As a longtime advisor to Saif al-Qaddafi, Benjamin Barber knows him just about as well as any Western intellectual. Barber -- president of the CivWorld think tank, distinguished senior fellow at the Demos think tank, and author of Strong Democracy and Jihad vs. McWorld -- was among a small group of democracy advocates and public intellectuals, including Joseph Nye, Anthony Giddens, Francis Fukuyama, and Robert Putnam, working under contract with the Monitor Group consulting firm to interact with Col. Muammar al-Qaddafi on issues of democracy and civil society and to help his son Saif implement democratic reforms and author a more representative constitution for Libya. It's all gone horribly wrong. But in this interview, Barber argues that his intentions were responsible, tries to understand Saif's remarkable about-face, and worries for the future of Libya and the young man he knew well.
Foreign Policy: How is it that so many people got Saif al-Qaddafi so wrong?
Benjamin Barber: Who got it wrong? I don't think anyone got him wrong. Is that the idea: to go back and say in 2006, 2007, 2008, when the U.S. recognized the government of Muammar al-Qaddafi, when the sovereign oil fund that Libya set up and that people like Prince Andrew and Peter Mandelson, or organizations like the Carlyle Group and Blackstone, were doing business with, and the heavy investments oil companies were making while others were running around and making all sorts of money -- that those of us who went in trying to do some work for democratic reform, that we somehow got Saif wrong?
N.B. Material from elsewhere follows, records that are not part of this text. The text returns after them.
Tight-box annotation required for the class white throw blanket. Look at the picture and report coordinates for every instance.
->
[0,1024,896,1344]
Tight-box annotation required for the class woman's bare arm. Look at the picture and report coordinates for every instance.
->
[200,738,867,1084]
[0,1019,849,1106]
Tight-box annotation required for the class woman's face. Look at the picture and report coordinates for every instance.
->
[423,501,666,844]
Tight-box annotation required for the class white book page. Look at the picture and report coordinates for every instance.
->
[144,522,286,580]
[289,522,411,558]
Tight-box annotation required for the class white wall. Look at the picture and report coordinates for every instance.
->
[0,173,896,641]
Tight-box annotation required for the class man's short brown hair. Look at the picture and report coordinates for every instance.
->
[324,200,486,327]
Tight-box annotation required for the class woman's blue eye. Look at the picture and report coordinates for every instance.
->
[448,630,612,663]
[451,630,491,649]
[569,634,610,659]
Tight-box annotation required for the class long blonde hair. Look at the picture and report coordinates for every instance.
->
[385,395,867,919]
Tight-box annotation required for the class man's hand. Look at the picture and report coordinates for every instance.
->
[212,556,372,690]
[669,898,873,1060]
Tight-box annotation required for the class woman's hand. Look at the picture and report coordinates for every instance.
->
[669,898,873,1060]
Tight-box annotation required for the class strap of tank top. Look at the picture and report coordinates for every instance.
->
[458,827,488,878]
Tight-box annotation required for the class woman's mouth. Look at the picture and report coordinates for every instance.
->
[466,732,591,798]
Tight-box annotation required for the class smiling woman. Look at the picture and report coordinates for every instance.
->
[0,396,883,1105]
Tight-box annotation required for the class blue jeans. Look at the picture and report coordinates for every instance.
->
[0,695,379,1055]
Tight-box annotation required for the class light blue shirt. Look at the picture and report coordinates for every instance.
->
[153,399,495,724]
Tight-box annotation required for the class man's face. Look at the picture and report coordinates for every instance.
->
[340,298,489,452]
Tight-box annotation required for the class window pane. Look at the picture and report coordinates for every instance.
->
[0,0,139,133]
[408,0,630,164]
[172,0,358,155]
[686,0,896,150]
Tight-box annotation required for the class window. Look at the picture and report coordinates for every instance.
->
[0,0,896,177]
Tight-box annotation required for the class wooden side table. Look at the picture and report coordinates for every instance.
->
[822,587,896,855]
Until Sunday night a week ago [Feb. 27], Saif was a credible, risk-taking reformer. He several times had to leave Libya because he was at odds with his father. The [Gaddafi] Foundation's last meeting in December wasn't held in Tripoli because he was nervous about being there; it was held in London. And the people who worked for it and the foundation's work itself have been recognized by Amnesty International and Human Rights Watch as genuine, authentic, and having made real accomplishments in terms of releasing people from prison, saving lives. The Carnegie Endowment for International Peace wrote in a report in January that: "For much of the last decade, Qadhafi's son Saif was the public face of human rights reform in Libya and the Qadhafi Foundation was the country's only address for complaints about torture, arbitrary detention, and disappearances. The Foundation issued its first human rights report in 2009, cataloging abuses and calling for reforms, and a second report released in December 2010 regretted 'a dangerous regression' in civil society and called for the authorities to lift their 'stranglehold' on the media. In the interim, Saif assisted Human Rights Watch in conducting a groundbreaking press conference which launched a report in Tripoli in December 2009."
Aside from the foundation, one of the things that I was involved with in my interaction with Muammar as well as Saif Qaddafi was the release of the hostages: the four Bulgarian nurses and the Palestinian doctor. I had said to the colonel in our first meeting that the release of the hostages was a condition for any more such interactions and, indeed, for the continuation with the rapprochement with the West, and he had said he understood. That modest pressure added one more incentive to the decision to release the hostages. I was called the day before the public announcement of the release by Qaddafi's secretary and told: "You see; the leader has acted on his word."
Well today of course, it's all radically changed. But second-guessing the past, I mean, it's just 20/20 hindsight.
But if you want to ask what do I think happened -- why did Saif, a guy who spent seven years writing a doctoral dissertation and two books, working as a reformer at considerable personal risk to himself, and using his name to shield the Libyans doing the hard work inside of Libya -- why then, during the period of the uprising last week, did he change sides? That's a good question about which I can try to speculate. But the question is not: How did we all get him wrong -- he's a terrorist; he just conned all of us -- but rather, how did a committed reformer who had risked a good deal to challenge his father do such an abrupt headstand in the course of a few days?
FP: You don't think there was a certain degree of naivete?
BB: No, I do not, I do not. The naivete is the people who want to rewrite history and now want to specifically indict the intellectuals who were there trying to work on the inside during times in which Muammar Qaddafi was totally in power with no seeming hope of his being taken out, times when he was a new friend and ally of the West -- with Condoleezza Rice and Tony Blair visiting, with Arlen Specter there. I don't see anyone saying to Tony Blair, "What were you doing there with a monster?" -- and that was with Col. Qaddafi, not Saif.
FP: I think people are certainly asking those questions...
BB: I haven't seen them asked anywhere, not in liberal magazines, not anywhere. I've seen them basically following the media hysteria since we all know now that Qaddafi is once again a monster. He was a monster for 30 years, then a friend for five or seven years -- someone with a lot of oil money and a sovereign fund to be exploited, and an ally in the war on al Qaeda -- and now he's a monster again, which he has certainly shown himself to be. And now Saif and the internal reform efforts that probably led to some of the people in Tripoli coming out in the streets because those were some of people who had been freed from prison by the Gaddafi Foundation -- and now he's being blamed for what happened. I think that's absurd.